In December, Chemring made a number of headlines for a 13% drop in its share price following full-year numbers publication in mid-December. The strange thing is, the results weren't abysmal, bar the results from one of its factories in Tennessee that was afflicted by a period of extreme cold which hit operating profit. The headwinds may come from a pullback in business from the UK state owing to fiscal tightening, however, the rest of Europe is certainly pumping money in. £90 million has been awarded to maximise capacity at a site in Norway which, according to Investors Chronicle, should deliver an extra £60 million in revenue per year.




The 13% drop was therefore in my view disproportionate, and the stock dropped a further 5% between then and the second week of February 2025. Overall, between the outbreak of the Ukraine war and today, the company's stock price has only gained about 30%. If the company had truly poor fundamentals or irrelevance to the defence landscape in Europe, then perhaps the lack of interest could be justified. Alternatively, it may just be undervalued; a lot of money has since flowed into the company, the market just has not recognised it yet.

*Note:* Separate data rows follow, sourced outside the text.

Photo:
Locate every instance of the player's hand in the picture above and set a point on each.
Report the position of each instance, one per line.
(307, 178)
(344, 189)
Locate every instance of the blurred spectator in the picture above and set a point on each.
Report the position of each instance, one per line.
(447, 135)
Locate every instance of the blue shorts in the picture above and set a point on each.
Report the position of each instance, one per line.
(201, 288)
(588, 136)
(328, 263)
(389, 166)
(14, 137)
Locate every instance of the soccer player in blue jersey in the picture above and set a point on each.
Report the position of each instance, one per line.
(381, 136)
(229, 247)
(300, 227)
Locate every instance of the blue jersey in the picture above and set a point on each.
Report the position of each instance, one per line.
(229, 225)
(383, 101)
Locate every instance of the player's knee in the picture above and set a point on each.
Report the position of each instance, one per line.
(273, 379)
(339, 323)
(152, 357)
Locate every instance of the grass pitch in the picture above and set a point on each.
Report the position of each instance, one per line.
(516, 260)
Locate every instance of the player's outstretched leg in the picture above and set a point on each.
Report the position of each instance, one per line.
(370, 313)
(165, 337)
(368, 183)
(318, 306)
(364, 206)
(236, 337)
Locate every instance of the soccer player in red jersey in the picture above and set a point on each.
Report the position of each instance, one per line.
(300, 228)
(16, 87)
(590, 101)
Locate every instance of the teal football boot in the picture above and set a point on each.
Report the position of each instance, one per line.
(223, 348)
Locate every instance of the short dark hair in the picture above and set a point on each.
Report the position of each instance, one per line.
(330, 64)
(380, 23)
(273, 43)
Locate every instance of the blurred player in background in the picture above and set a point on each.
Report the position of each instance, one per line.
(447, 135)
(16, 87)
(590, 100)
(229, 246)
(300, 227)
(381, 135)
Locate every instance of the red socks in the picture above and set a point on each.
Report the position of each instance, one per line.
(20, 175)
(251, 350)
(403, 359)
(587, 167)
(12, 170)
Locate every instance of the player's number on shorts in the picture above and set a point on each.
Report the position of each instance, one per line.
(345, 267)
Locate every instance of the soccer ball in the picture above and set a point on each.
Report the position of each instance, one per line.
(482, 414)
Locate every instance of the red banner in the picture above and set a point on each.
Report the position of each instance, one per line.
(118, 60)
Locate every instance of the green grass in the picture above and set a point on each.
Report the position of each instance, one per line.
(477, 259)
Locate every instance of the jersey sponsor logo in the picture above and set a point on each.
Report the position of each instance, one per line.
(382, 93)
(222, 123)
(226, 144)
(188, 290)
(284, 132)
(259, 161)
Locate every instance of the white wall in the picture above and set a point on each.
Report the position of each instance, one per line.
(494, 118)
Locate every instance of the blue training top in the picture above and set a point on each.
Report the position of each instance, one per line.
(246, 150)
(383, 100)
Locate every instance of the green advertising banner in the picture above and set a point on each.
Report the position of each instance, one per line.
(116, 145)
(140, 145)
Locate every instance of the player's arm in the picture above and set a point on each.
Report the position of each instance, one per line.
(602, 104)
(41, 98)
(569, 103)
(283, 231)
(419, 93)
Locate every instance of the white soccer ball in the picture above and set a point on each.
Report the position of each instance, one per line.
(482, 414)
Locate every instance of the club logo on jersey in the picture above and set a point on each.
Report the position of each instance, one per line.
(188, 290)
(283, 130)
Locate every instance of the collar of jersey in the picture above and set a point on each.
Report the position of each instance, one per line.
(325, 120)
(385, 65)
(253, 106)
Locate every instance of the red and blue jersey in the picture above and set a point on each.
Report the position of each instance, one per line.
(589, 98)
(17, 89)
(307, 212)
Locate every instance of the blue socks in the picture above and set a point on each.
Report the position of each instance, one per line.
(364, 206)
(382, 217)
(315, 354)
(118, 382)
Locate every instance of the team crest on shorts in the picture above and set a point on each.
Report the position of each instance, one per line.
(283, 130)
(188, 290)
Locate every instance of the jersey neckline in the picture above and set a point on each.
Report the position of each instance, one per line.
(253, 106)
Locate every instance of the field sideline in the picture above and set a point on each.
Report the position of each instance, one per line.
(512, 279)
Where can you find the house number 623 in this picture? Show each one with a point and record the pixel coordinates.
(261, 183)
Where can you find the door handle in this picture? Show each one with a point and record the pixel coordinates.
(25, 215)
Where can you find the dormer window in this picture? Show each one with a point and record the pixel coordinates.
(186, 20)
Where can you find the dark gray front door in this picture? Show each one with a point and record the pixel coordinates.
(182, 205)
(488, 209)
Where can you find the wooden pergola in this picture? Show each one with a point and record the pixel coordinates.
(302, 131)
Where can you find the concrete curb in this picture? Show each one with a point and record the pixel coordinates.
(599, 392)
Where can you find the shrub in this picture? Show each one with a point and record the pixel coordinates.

This may be about to change. As Europe rearms and concerns about the long-term management of the Ukrainian situation are refreshed, defence companies across the board in Europe should benefit. Chemring is a good company, with rising orders and a strong balance sheet; £57.6 million debt:£329.6 million equity. Its earnings per share growth rate is a cool 16.7%, and its overall earnings growth rate is a less-than-industry but still strong 18.1%. The numbers stack up, and I will be interested and excited to see whether Chemring pulls through this year. If not, I strongly suspect in the years to come the investment will pay off.